In 1945, the Incan ruins were still pristine and peaceful, not yet threatened by throngs of eager tourists.
This story originally appeared on Time.com.
To say that Machu Picchu was “discovered” on July 24, 1911, is to forget that ruins cannot truly be found for the first time, since someone had to build them first. Still, when Yale historian Hiram Bingham ascended to the ancient site on that day—led by a local farmer, Melchor Arteaga, and a young boy named Pablito—many reacted as if Machu Picchu had suddenly appeared out of thin air.
The ruins Bingham saw that day—and he saw only a fraction of them, as so many were obscured by centuries of lush overgrowth—had been there since the 15th century, when the Incas built a city for purposes still debated today. Many believe it was a royal retreat for the emperor Pachacuti and his entourage, while others maintain it was a temple honoring the divine landscape on which it sits.
Whatever Machu Picchu’s origins, Bingham’s announcement of its existence to the world brought with it mixed outcomes: On the one hand, fascinating history and breathtaking scenery for generations to discover.
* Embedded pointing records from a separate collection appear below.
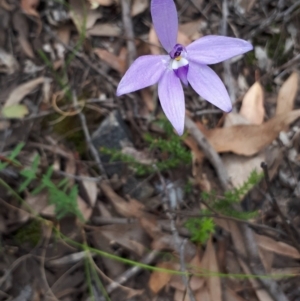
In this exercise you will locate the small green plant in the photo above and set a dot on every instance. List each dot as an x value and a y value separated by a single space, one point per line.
177 154
60 194
30 233
226 204
201 227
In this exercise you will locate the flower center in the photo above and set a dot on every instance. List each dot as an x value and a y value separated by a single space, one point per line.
179 62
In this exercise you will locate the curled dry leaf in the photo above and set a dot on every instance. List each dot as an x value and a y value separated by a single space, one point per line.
287 94
277 247
21 91
20 24
8 63
158 279
30 6
133 208
253 104
17 111
83 17
239 168
117 63
249 139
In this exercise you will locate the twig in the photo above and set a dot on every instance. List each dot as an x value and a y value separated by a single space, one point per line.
209 152
288 225
128 30
88 139
148 259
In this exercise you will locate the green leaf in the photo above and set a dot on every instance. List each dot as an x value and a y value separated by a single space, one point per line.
30 174
15 111
13 155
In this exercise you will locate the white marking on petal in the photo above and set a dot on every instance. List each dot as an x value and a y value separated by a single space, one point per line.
177 64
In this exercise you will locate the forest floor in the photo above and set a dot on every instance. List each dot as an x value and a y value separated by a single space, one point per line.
100 198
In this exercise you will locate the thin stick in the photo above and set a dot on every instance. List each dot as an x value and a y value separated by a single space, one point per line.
226 64
178 242
148 259
209 152
88 139
128 28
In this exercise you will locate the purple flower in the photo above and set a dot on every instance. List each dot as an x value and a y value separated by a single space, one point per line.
186 64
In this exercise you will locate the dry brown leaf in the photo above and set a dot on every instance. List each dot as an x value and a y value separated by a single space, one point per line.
20 24
30 6
192 29
8 63
239 245
21 91
287 94
197 157
83 17
39 203
91 191
139 6
96 3
239 168
63 34
230 295
84 208
154 45
133 208
253 104
277 247
195 282
266 258
105 30
158 280
203 295
117 63
26 46
147 97
232 119
130 236
249 139
181 296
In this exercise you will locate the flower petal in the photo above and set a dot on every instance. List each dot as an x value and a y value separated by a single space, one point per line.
165 21
209 86
145 71
171 98
215 49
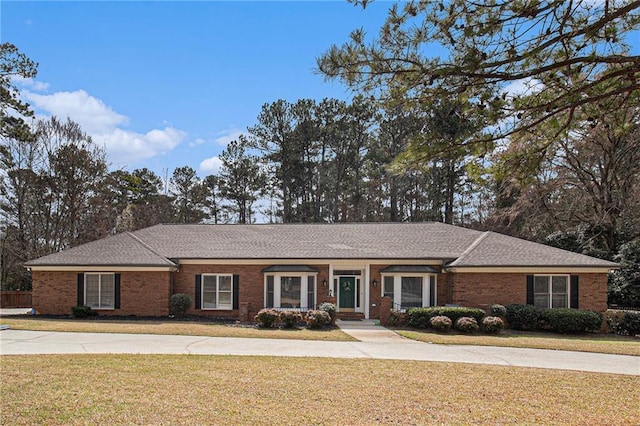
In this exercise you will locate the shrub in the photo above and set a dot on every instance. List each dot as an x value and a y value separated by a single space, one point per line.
625 323
397 319
492 325
267 317
522 317
441 323
290 318
498 311
329 308
467 325
179 303
82 311
317 319
421 317
565 320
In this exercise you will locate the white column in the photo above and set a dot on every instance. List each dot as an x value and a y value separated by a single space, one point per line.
367 280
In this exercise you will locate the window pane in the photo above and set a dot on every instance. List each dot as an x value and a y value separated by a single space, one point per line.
209 291
541 301
224 299
411 292
290 292
92 290
107 291
559 284
541 284
224 283
559 301
269 301
311 300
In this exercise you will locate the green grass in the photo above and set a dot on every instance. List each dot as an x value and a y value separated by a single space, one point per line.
171 327
188 389
601 343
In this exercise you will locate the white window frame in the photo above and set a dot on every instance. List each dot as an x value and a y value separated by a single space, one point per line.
397 287
304 288
549 291
218 306
100 293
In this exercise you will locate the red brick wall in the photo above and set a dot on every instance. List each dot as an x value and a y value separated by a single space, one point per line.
484 289
251 286
141 293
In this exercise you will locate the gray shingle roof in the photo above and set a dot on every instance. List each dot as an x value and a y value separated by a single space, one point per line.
119 250
310 241
156 245
492 249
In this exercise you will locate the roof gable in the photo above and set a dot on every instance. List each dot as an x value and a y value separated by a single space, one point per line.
118 250
492 249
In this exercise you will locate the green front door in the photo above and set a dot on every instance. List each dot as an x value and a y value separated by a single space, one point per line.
347 292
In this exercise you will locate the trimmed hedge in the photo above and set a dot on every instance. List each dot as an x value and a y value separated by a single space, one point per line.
492 325
565 320
441 323
421 317
522 317
467 325
290 319
625 323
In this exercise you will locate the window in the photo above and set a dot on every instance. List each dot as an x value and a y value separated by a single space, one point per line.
291 291
551 291
99 291
217 291
410 290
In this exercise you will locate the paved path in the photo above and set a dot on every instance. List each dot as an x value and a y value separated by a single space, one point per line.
376 342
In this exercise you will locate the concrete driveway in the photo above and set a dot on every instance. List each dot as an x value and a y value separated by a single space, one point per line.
377 343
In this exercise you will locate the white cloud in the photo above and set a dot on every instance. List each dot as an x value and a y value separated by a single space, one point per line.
91 113
211 165
30 83
124 147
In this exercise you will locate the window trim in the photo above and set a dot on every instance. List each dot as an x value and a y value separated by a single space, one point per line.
304 288
397 287
549 292
218 307
100 274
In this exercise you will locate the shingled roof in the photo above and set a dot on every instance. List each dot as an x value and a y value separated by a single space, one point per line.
119 250
167 244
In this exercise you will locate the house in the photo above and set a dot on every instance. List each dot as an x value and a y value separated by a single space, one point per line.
235 270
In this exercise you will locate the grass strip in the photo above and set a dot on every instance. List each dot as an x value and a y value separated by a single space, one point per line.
186 328
188 389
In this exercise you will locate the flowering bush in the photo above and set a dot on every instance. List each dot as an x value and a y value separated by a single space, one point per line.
441 323
492 325
317 319
467 325
290 318
329 308
267 318
498 311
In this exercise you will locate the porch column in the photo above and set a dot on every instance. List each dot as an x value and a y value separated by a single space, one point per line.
367 280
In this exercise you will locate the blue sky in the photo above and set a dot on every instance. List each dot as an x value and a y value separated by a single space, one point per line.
167 84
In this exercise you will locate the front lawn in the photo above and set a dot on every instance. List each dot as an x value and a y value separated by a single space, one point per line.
188 389
601 343
171 327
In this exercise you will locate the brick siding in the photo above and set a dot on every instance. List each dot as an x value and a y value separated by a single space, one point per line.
141 293
484 289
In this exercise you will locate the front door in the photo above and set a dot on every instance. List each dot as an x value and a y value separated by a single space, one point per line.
347 296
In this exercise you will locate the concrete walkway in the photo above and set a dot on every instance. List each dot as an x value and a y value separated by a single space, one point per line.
376 342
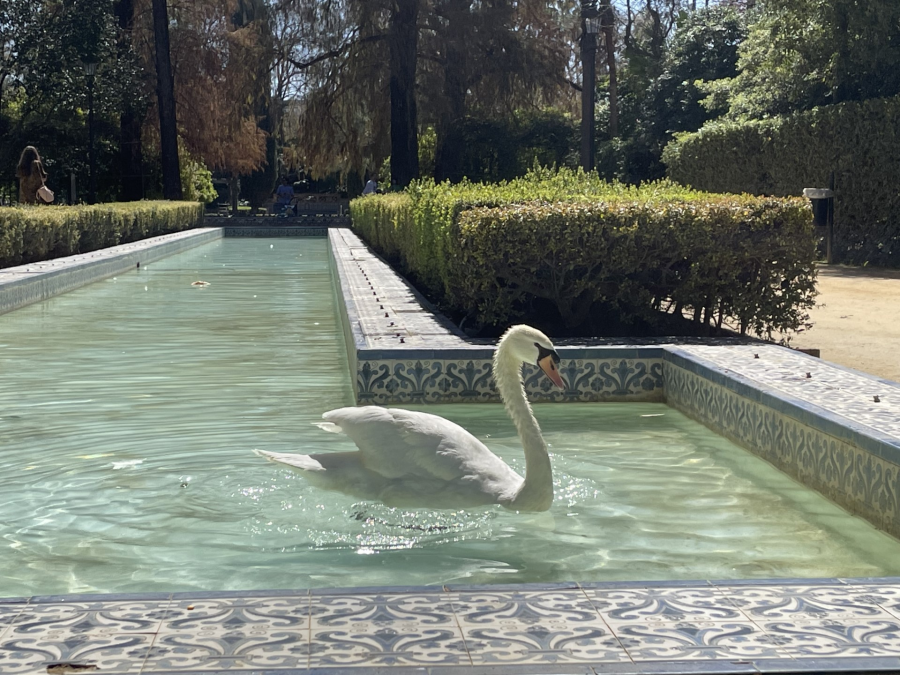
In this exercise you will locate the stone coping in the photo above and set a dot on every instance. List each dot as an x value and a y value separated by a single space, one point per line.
832 428
389 321
25 284
742 388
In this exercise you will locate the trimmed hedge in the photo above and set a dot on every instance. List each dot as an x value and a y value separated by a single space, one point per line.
31 233
739 262
860 142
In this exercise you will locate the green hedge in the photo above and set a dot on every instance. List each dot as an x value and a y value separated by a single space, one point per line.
34 233
860 142
739 262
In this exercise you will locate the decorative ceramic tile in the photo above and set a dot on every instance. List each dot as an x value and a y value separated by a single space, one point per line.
855 478
835 637
8 613
510 608
437 380
386 643
695 640
60 620
242 648
107 653
304 230
545 642
237 614
846 392
769 603
663 605
885 596
336 611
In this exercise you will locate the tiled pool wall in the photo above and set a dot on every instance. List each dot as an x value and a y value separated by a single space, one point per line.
833 429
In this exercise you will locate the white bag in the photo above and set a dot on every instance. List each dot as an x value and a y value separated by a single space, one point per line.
45 194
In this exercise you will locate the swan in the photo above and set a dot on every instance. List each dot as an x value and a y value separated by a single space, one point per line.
416 459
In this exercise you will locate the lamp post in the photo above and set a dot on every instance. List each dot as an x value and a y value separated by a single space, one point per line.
590 26
90 69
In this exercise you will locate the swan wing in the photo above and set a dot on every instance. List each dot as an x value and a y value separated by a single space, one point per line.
399 443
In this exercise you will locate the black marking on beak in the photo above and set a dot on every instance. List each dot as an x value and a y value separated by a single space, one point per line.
543 352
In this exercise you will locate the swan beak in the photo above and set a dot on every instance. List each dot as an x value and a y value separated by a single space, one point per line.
548 365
On the other, that very attention—to the tune of more than 1 million visitors a year—has posed to a grave danger its existence.
When LIFE’s Frank Scherschel trained his lens on Machu Picchu and the surrounding areas in 1945, the erosion and degradation that tourism has brought to the site were still decades away. The photographs he made are quiet and majestic, devoid of people and imbued with a sense of awe at the remains of a once magnificent city.